Kenneth C. Anderson, MD: In myeloma there has literally been a revolution in new therapies over the last 15 to 20 years. Before that time, we treated myeloma with conventional chemotherapy, either low-dose or high-dose in stem cell transplantation. But now in the last 15 to 20 years we have the development of the immunomodulatory drugs lenalidomide and pomalidomide; the proteasome inhibitors bortezomib, carfilzomib, and ixazomib; an HDAC [histone deacetylase] inhibitor panobinostat; and the monoclonal antibodies daratumumab and elotuzumab. And those agents either used alone or in combinations now at all the different stages of disease, from newly diagnosed to relapse to relapse/refractory to maintenance, have literally transformed patient outcome. The progression-free survival is now 3 to 4 times longer than it was.

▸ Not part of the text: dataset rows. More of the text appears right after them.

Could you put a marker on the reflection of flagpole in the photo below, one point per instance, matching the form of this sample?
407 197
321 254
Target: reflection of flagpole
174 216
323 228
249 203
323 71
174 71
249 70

Even more excitingly there’s great hope for the future in novel agents. So many people now with myeloma actually can grow old and live a normal lifespan and celebrate the milestones of life with their families.

Smoldering multiple myeloma patients right now do not receive systemic therapy outside of a clinical protocol. It turns out in myeloma since we have these effective agents—the immunomodulatory drugs, proteasome inhibitors, and HDAC inhibitor and monoclonal antibodies—they’re effective and don’t have a lot of adverse effects. We have changed the definitions of who has active myeloma. To be more clear, patients in the past were only treated when they developed complications of the disease—high blood calcium, kidney problems, anemia, or bone disease. But nowadays even in the absence of those clinical sequelae, we treat patients who have more than 60% bone marrow plasma cells, a higher kappa/lambda ratio 100-fold or greater, or who have bone lesions on sensitive imaging.

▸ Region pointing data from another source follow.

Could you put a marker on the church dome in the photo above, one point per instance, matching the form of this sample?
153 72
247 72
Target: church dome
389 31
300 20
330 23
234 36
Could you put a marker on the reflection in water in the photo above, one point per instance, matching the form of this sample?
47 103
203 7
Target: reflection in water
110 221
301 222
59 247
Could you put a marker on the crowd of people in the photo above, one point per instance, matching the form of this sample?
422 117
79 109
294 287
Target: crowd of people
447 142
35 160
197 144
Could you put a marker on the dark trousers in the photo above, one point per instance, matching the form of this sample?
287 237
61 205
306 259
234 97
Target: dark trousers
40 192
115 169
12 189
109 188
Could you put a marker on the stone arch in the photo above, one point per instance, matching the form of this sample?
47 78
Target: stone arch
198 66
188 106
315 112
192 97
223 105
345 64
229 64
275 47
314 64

Those patients are now treated. So the patients who have smoldering multiple myeloma traditionally are not treated. However, in that group of smoldering myeloma, if they have more than 20% plasma cells, if they have a kappa/lambda ratio of 20-fold abnormal or greater and still don’t have the calcium, kidney, anemia and bone disease, they are at high risk to transform or to progress to myeloma. So those patients are treated on protocol.

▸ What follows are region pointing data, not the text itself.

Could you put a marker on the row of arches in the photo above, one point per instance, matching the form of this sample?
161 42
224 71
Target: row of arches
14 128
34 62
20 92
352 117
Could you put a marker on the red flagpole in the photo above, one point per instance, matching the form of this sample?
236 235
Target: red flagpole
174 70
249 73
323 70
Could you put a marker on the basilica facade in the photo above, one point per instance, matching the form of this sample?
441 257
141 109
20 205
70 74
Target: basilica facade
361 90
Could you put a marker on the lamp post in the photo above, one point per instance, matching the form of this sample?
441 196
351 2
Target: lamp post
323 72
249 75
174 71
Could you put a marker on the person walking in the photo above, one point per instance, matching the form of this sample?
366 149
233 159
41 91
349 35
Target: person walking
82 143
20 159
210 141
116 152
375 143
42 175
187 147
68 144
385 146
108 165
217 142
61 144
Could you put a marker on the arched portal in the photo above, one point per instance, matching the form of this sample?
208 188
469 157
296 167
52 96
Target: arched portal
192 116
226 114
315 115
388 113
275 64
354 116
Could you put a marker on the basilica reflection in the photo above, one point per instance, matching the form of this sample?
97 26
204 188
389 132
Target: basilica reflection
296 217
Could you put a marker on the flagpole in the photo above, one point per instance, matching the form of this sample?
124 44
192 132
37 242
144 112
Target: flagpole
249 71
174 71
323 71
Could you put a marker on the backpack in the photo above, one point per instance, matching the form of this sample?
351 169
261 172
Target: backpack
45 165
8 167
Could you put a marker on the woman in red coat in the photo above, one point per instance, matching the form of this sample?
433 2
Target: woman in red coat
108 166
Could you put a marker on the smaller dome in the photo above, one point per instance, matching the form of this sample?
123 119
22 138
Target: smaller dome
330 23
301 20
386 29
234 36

For example, there is one particular protocol I’ll mention to you, from our institution, the elotuzumab monoclonal antibody combined with lenalidomide and dexamethasone given to 50 patients who have this risk of progressing to active disease. And when that was given we have high response rates, as you would expect, monoclonal proteins decreasing 84% of the time. And we have very few if any progression to active myeloma at this time, although it’s still very early. But the concept is here. We can now take active medicines, move them earlier, and we may be able to delay, and maybe someday prevent, the development of active disease.